# Vistana Reviews are way too high



## Wonka (Mar 10, 2008)

I just posted a very negative review on Vistana, and am puzzled by all the positive reviews.  We stayed only the last two nights of our week after confirming not once, but 3-4 times our unit would be in the Lakes.  As you might guess, we were booked into the Fountains area.  I don't like being lied to by management.I complained the next day, but the Manager essentially said he had no idea who said we'd be in the Lakes and didn't bother to apologize.  The furniture and interior all looked 20 years old.  the unit was dirty, furniture badly worn & soiled, carpet soiled, grout peeling off, and the cabinets were the cheapest I've ever seen and marred and chipped badly. OK.  We could stand it for two nights and did.  Also, the rudeness of the maid banging on the door 45 minutes before our check-out time, and then another telephone reminder at 9:59am was annoying.  Vistana used to be a first class timeshare.  I guess they no longer care.


----------



## london (Mar 10, 2008)

*Vistana Review*

You wonder why Sheraton would let certain sections of Vistana go down so badly.
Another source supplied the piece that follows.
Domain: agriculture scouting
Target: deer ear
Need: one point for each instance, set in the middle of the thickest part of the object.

Units in the condition you describe would be hard to stay in.

The attitude of management could also be much better.

Seems like all Sheraton Resorts should have the same standards for acceptable units as to furnishings, decor, and cleanliness.


----------



## arlene22 (Mar 10, 2008)

There is a huge variation in the quality of the different sections at VR, therefore huge variations in reviews. I've been in one of those horrible rooms, so I feel your pain. I've also stayed in absolutely beautiful Cascades units that were among the nicest I've seen. Many of the older sections are undergoing special assessments/renovations, so hopefully the consistency among the various sections will improve.


----------



## timeos2 (Mar 10, 2008)

*Too big Too variable.  Ratings become useless*

It isn't just Vistana. It's all of the mega-resorts that have SO many sections and Associations all under one RCI/II code & ranking.  Recently OLCC was split into 4 sections - still not enough but better - while others like Wastegate & Vistana continue to act like the newest or most recently renovated represent all units when nothing could be further from the truth.  The variation between buildings - forget sections - can be from a top experience to a "I'd never stay there again" result.  It is a shame and makes it very hard to recommend any of these resorts as the unit can not be guaranteed.  
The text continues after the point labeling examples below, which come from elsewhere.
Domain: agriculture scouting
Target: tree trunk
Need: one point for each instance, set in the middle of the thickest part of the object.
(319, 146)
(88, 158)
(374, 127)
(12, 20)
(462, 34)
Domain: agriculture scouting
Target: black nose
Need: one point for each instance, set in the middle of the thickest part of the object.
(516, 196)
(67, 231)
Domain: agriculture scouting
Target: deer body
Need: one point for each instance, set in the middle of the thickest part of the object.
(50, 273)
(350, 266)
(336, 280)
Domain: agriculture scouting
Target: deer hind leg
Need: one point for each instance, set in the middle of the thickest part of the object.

Until RCI/II insist on consistency this will never be solved and you have to ignore the ratings as well as the TUG Reviews unless you know where you'll be placed. Feel lucky?


----------



## lprstn (Mar 10, 2008)

In defense of Vistana, they are renovating the rooms, I should know as I just paid and extra $1100 assessment fee to redo the fountains section.  Also, I understand your anger, as I was an owner, and while staying in one of the older (but not dirty) rooms, told the salesperson, why would I purchase an upgrade when the one I purchased looked as bad as it did.  I told him I should put my money somewhere that consistently updates and maintains its property.  How can they talk about Sheraton standards when they put you in a Motel 8 room?


----------



## hopetotimeshare (Mar 12, 2008)

*Looking forward to seeing renovations*

I really hope that Vistana renovates all of the phases as they have with our Lakes unit.  I hate to see that people are so unhappy there.  

Like others, we were assessed this year for our Lakes week and we were just sent a virtual tour link of an actual completed unit via email and it looks great.  I didn't have a problem with the resort or phase we stayed in before but now it seems that it will be really nice. We leave in a few weeks so I will certainly be posting view as soon as we return.  Has anyone stayed in a newly renovated Lakes unit yet?


----------



## rickandcindy23 (Mar 12, 2008)

I agree about Vistana's Fountains.  It's really bad, and the furniture that was beautiful ten years ago sure looks stained and worn out now.  

We stayed there in January of 2004 and our unit was just as you described.  What happens to the "soft goods are replaced every 7 years," that you hear from every salesperson?

I think Sheraton charges enough fees to keep the units up, so an assessment would be a terrible blow after paying that much, year after year.

The value is not in owning Orlando, it is in owning elsewhere with less maintenance fees and exchanging into Orlando.    I love having choices.  We have weeks booked for Orange Lake's River Island 2 Bed, HGVC International Drive 2 bed, Disney's Boardwalk 1 bed, and Disney's Old Key West 1 bed, all ahead of us for the next year.  We aren't paying anywhere near what all of the owners are paying for their maintenance fees, even with the exchange fee and II and RCI membership fees included.


----------